The intentions may be pure, but as the saying goes, the road to Hell is paved with good intentions. This isn’t just a bill about smoking in cars. It’s a bill that criminalizes parenting decisions of everyday parents, who, while imperfect, are the best stewards of their children’s futures. This is another step in the government’s slow crawl into homes as they attempt to control big and small parenting decisions which our parents and grandparents freely made just a generation ago.
Some might say that legislatures are acting in the best interest of the children of their state. To those people I warn: First they will come for the smokers, but make no mistake, you might be next. There are any number of decisions that parents sometimes have to make which an outsider might not deem totally appropriate. Mommy blogs are filled with stories of busybodies in supermarkets and stores lecturing mothers about their kids’ outbursts, eating habits, and appearance. Most of parenting is about making decisions, and sometimes, it’s a choice between two bad outcomes. Does your baby have reflux? Maybe it’s not best for them to sleep on their backs, despite an abundance of medical evidence that indicates that back sleeping reduces the risk of SIDS. Does your child have severe motion sickness? Despite the fact that rear-facing car seats are up to 500 percent safer, some parents may need to make the decision to forward face their toddler sooner than conventional wisdom advises. Think the government wouldn’t dare become involved in such mundane and subjective parenting decisions? New Jersey has already done so on the latter, recently mandating that car seats be rear-facing, no matter what, until the age of two.

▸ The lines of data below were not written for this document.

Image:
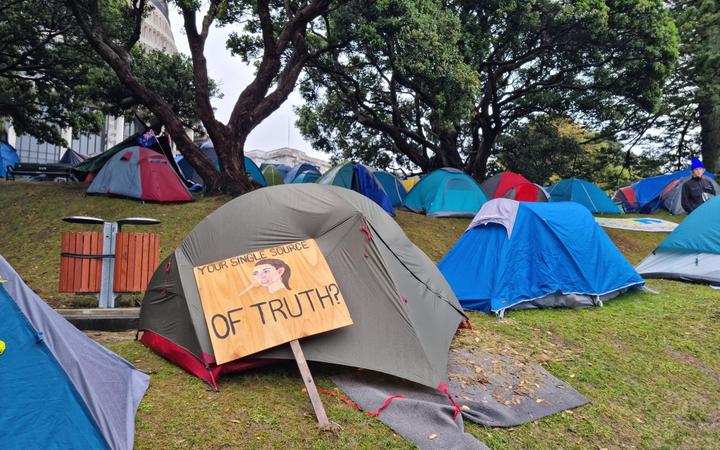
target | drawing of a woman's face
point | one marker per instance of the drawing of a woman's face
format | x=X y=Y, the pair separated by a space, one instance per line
x=267 y=275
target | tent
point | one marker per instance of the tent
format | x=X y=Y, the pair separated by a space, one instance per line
x=72 y=158
x=360 y=179
x=8 y=157
x=140 y=173
x=271 y=174
x=692 y=251
x=649 y=190
x=59 y=388
x=208 y=150
x=392 y=186
x=532 y=255
x=585 y=193
x=672 y=195
x=298 y=170
x=514 y=186
x=445 y=192
x=404 y=313
x=625 y=197
x=307 y=177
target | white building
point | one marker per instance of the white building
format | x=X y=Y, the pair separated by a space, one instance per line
x=155 y=34
x=287 y=156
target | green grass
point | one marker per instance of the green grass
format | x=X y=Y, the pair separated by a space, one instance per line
x=649 y=363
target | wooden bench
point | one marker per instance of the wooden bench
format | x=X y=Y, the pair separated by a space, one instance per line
x=53 y=171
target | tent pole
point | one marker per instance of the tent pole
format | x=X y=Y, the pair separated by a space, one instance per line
x=310 y=385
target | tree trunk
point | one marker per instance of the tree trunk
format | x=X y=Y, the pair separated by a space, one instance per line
x=710 y=132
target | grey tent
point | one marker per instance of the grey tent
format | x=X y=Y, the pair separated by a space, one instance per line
x=672 y=195
x=403 y=310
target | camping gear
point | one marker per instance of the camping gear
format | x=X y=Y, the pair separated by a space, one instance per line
x=625 y=197
x=208 y=150
x=404 y=312
x=72 y=158
x=445 y=192
x=360 y=179
x=272 y=175
x=672 y=195
x=59 y=388
x=8 y=157
x=647 y=224
x=535 y=255
x=585 y=193
x=300 y=169
x=648 y=191
x=391 y=185
x=495 y=390
x=692 y=251
x=142 y=174
x=513 y=186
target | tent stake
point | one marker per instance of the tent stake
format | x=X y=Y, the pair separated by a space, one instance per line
x=310 y=385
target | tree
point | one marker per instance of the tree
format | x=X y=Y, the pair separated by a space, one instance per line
x=473 y=69
x=50 y=79
x=548 y=149
x=281 y=36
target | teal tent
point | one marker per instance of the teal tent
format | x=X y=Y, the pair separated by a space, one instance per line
x=392 y=186
x=584 y=192
x=445 y=192
x=692 y=251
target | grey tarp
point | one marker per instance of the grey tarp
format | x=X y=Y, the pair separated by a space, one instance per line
x=492 y=390
x=403 y=310
x=110 y=386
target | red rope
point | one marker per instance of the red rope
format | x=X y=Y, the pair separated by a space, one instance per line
x=340 y=396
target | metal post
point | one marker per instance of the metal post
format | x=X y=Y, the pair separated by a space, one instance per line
x=106 y=298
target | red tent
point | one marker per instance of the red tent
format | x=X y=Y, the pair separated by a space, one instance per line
x=513 y=185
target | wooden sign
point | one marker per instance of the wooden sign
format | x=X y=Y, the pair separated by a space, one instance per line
x=262 y=299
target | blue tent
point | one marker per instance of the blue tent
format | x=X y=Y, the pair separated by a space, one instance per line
x=208 y=150
x=59 y=388
x=585 y=193
x=392 y=186
x=360 y=179
x=445 y=192
x=307 y=177
x=8 y=157
x=526 y=254
x=692 y=251
x=648 y=191
x=298 y=170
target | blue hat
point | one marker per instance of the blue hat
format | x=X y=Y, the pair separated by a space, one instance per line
x=696 y=163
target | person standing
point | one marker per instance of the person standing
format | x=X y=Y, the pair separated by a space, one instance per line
x=698 y=189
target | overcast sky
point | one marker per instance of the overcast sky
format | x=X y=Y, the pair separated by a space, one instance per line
x=233 y=75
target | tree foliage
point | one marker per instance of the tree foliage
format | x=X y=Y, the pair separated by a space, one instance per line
x=435 y=83
x=279 y=37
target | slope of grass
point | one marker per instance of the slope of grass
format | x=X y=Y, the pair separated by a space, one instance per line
x=649 y=363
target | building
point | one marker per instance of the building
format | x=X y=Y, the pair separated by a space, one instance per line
x=155 y=34
x=287 y=156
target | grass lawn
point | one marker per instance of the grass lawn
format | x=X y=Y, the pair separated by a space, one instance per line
x=649 y=363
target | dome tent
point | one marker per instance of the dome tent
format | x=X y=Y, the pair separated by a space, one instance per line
x=392 y=186
x=142 y=174
x=585 y=193
x=692 y=251
x=208 y=150
x=404 y=313
x=445 y=192
x=672 y=195
x=513 y=186
x=531 y=255
x=360 y=179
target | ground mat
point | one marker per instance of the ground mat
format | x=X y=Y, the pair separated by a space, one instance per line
x=489 y=389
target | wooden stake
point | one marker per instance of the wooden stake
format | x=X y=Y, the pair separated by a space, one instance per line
x=310 y=386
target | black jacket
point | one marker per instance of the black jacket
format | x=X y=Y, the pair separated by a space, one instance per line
x=695 y=192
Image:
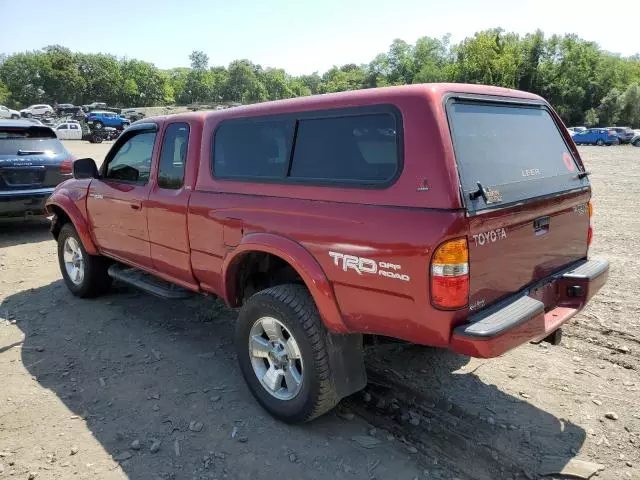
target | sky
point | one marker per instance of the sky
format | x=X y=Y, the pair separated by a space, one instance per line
x=300 y=36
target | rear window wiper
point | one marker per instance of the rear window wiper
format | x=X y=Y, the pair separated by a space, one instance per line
x=31 y=152
x=480 y=192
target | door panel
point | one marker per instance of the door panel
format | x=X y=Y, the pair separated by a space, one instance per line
x=117 y=202
x=117 y=213
x=167 y=206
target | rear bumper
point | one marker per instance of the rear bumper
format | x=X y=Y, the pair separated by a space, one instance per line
x=522 y=318
x=19 y=203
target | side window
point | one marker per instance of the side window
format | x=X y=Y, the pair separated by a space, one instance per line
x=173 y=156
x=132 y=162
x=252 y=148
x=357 y=148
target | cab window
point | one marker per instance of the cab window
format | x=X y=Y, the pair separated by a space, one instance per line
x=132 y=162
x=173 y=156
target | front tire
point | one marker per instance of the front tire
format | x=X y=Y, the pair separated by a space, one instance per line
x=282 y=348
x=85 y=275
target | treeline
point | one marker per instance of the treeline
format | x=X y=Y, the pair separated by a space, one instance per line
x=584 y=83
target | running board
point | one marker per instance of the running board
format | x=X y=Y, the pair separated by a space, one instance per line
x=147 y=282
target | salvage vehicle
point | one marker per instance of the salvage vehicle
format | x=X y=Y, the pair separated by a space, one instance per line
x=63 y=109
x=449 y=215
x=69 y=131
x=36 y=111
x=6 y=112
x=32 y=163
x=596 y=136
x=625 y=134
x=100 y=119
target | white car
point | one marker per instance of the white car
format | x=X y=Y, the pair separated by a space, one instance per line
x=574 y=130
x=37 y=110
x=6 y=112
x=69 y=131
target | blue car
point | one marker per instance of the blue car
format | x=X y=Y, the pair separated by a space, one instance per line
x=596 y=136
x=99 y=119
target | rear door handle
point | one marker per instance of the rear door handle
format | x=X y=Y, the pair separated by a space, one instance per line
x=541 y=225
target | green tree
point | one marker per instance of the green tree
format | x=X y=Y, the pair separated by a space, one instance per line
x=630 y=106
x=21 y=74
x=4 y=93
x=199 y=81
x=244 y=85
x=591 y=118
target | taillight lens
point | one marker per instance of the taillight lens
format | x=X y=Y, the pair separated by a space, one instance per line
x=450 y=275
x=590 y=231
x=66 y=167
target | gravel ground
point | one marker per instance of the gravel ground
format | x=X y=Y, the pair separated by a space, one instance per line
x=129 y=386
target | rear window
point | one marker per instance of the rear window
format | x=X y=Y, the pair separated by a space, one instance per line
x=358 y=148
x=248 y=148
x=512 y=152
x=36 y=138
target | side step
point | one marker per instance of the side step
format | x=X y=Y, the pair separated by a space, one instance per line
x=147 y=282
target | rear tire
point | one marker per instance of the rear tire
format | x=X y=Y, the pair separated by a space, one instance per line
x=295 y=353
x=85 y=275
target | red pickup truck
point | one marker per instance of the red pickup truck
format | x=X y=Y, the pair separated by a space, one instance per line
x=449 y=215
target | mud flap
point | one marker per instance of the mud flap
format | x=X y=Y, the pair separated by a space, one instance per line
x=346 y=357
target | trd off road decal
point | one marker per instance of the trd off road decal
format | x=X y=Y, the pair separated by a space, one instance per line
x=365 y=265
x=492 y=236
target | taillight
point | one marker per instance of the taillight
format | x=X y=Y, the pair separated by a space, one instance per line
x=66 y=167
x=450 y=275
x=590 y=231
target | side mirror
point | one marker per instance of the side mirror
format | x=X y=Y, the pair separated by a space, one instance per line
x=85 y=168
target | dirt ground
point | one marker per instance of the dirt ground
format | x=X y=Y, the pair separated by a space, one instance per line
x=129 y=386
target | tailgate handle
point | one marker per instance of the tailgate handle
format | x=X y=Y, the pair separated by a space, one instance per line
x=541 y=225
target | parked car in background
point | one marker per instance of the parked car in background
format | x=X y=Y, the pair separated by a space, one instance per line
x=33 y=121
x=99 y=119
x=320 y=218
x=69 y=131
x=131 y=114
x=32 y=162
x=6 y=112
x=625 y=134
x=37 y=110
x=596 y=136
x=65 y=109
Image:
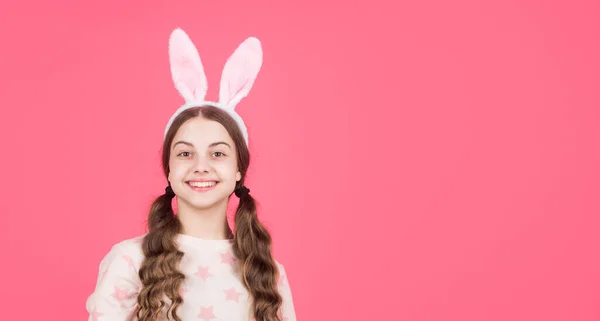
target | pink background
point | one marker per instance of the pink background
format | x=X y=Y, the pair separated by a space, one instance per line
x=414 y=160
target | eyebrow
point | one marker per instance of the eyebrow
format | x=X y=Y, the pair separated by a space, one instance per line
x=192 y=145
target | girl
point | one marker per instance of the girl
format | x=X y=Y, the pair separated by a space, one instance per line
x=191 y=265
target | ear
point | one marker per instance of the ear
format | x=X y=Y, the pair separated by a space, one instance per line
x=186 y=68
x=239 y=73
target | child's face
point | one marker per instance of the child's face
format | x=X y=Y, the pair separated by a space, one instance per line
x=202 y=150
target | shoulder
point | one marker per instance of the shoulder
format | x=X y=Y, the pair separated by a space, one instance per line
x=281 y=269
x=129 y=250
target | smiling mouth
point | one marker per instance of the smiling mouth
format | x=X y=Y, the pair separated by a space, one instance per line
x=202 y=185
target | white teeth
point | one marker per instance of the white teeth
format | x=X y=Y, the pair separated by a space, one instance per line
x=203 y=184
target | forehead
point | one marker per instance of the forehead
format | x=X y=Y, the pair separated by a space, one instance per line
x=202 y=132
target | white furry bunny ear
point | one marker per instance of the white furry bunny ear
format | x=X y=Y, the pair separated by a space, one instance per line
x=186 y=67
x=239 y=73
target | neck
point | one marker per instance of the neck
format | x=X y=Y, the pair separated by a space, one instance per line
x=206 y=223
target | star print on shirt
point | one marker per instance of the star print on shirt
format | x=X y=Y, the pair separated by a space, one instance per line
x=232 y=294
x=203 y=272
x=129 y=260
x=206 y=313
x=95 y=314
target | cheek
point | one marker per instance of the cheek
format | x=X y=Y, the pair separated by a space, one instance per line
x=228 y=170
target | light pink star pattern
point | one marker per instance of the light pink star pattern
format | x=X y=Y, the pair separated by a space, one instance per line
x=203 y=272
x=95 y=314
x=232 y=294
x=206 y=313
x=227 y=258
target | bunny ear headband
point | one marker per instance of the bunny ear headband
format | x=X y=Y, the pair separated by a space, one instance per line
x=237 y=79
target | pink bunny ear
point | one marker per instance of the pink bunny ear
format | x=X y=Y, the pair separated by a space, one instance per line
x=186 y=67
x=240 y=72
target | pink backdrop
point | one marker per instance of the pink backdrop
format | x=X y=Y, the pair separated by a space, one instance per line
x=415 y=160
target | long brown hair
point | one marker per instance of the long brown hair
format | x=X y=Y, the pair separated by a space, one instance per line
x=159 y=271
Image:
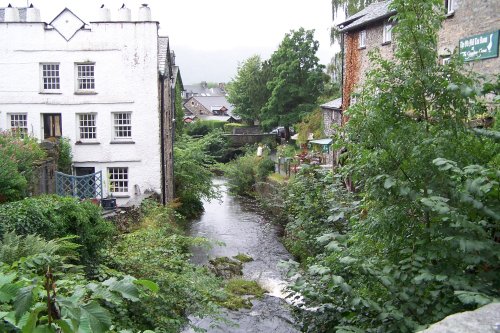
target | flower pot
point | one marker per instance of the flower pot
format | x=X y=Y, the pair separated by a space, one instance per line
x=108 y=203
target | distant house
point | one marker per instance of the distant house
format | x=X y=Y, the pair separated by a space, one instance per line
x=471 y=27
x=332 y=116
x=202 y=89
x=211 y=108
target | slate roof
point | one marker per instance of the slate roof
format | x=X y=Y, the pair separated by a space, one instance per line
x=199 y=90
x=375 y=12
x=335 y=104
x=210 y=102
x=22 y=14
x=162 y=54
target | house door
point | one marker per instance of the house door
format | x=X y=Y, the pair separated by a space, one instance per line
x=52 y=125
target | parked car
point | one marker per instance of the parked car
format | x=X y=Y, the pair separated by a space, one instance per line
x=280 y=131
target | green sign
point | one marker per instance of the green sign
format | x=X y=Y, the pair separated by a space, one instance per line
x=479 y=47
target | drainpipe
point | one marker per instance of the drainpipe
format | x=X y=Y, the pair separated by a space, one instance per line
x=342 y=74
x=162 y=139
x=172 y=101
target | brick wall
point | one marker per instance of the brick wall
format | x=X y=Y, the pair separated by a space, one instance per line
x=471 y=17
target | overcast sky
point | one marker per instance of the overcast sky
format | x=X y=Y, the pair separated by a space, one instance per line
x=210 y=38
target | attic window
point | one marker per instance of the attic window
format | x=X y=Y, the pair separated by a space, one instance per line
x=362 y=39
x=387 y=38
x=449 y=6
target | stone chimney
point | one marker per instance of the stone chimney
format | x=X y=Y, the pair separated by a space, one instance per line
x=32 y=14
x=124 y=14
x=11 y=14
x=104 y=14
x=144 y=13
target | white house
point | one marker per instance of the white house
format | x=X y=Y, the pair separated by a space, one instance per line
x=104 y=85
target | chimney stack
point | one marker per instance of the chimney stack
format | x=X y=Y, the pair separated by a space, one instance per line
x=144 y=13
x=32 y=14
x=104 y=14
x=11 y=14
x=124 y=14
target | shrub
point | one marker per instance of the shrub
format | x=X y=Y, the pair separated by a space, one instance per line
x=244 y=172
x=160 y=252
x=18 y=155
x=53 y=217
x=193 y=179
x=65 y=156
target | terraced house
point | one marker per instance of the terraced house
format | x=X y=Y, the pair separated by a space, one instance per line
x=106 y=85
x=471 y=28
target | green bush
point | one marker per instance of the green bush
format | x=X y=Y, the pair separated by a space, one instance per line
x=193 y=178
x=65 y=156
x=228 y=127
x=160 y=252
x=247 y=170
x=53 y=217
x=18 y=155
x=203 y=127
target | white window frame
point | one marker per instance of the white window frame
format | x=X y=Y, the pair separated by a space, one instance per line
x=387 y=34
x=118 y=178
x=362 y=39
x=14 y=120
x=449 y=6
x=87 y=128
x=85 y=77
x=122 y=126
x=50 y=77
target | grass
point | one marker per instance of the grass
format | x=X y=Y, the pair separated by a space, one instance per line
x=243 y=257
x=238 y=290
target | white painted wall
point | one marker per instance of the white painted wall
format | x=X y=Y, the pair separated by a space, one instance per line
x=126 y=79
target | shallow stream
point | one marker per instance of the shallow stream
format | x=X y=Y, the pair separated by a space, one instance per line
x=243 y=228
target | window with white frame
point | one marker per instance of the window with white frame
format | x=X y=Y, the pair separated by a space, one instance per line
x=445 y=60
x=19 y=123
x=118 y=180
x=362 y=38
x=387 y=38
x=50 y=77
x=87 y=126
x=449 y=6
x=122 y=125
x=85 y=79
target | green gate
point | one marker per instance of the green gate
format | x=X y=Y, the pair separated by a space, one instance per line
x=83 y=187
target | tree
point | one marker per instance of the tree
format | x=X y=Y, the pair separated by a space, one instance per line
x=424 y=243
x=248 y=92
x=297 y=80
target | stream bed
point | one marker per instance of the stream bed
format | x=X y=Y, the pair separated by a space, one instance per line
x=243 y=228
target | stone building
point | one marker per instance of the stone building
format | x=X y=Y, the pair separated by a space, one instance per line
x=106 y=85
x=471 y=27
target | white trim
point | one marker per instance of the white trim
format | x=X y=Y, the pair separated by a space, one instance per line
x=115 y=126
x=50 y=71
x=387 y=32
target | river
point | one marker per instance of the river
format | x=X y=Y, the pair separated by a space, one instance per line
x=243 y=228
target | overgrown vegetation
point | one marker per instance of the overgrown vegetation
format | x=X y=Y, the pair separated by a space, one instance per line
x=193 y=177
x=420 y=241
x=54 y=217
x=17 y=163
x=247 y=170
x=159 y=251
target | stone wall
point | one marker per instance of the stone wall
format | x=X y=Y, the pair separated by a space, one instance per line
x=471 y=17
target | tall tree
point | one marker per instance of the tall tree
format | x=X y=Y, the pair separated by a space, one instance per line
x=297 y=80
x=248 y=92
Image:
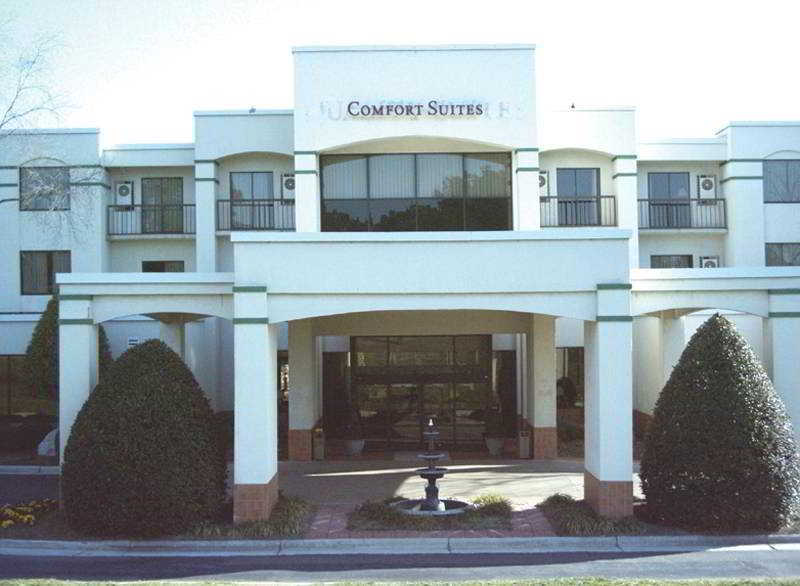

I’m not one to light up around my children, not in my car, not in my house, period. For the sake of my fellow parents though, I defend their right to do so. I hope that they too will defend my right to run into the drugstore with my kids waiting in the car for a few minutes on a mild day. Parenthood is hard enough; we don’t need the government involved in subjective decisions which in no way endanger the lives or safety of our children.